To your approach: Multicollinearity does not, in fact, overstate the f-test or r-squared. The way they are calculated can show this. It is the t-statistics that can be understated and the standard errors of the coefficients that can be inflated.
I believe the mix up is coming from a potential indicator of MC and how the Institute has phrased it (and a few other texts): low t-stats and “high” f-stats and high R-squared. In this case, “high” is a relative term, implying statistical significance (not high as in an overstatement).

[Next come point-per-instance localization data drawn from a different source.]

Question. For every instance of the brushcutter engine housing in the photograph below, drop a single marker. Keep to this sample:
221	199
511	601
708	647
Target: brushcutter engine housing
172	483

The practical meaning for what they are saying is this: you run a regression, you check out the F-test and it’s significant– great, let’s check out the explanatory power! You look at R-squared and it’s indicating pretty good explanatory power of the model (things are going well). Then, you glance at the t-statistics, which tell you that none of the X-variables are good! So, you scratch your head, and you wonder, “what’s going on?” My t-tests say the model is trash (no x-variables are statistically significant), but my f-test says at least one x-variable is statistically significant (and R-squared says the model is relatively good for explaining the DV). Ah, now I remember, this is a classic indication that multicollinearity might be involved. Since, the model has a significant F-test, the model is still useful if we want to plug in numbers for X and predict Y, but we should be careful about examining relationships (coefficient estimates) between x and y. Basically, this is the gist of that “sign” of MC.
In many statistics texts I’ve read or seen, this is the case, and some address that the model fit is unaffected by MC (model fit can be assessed with R-squared).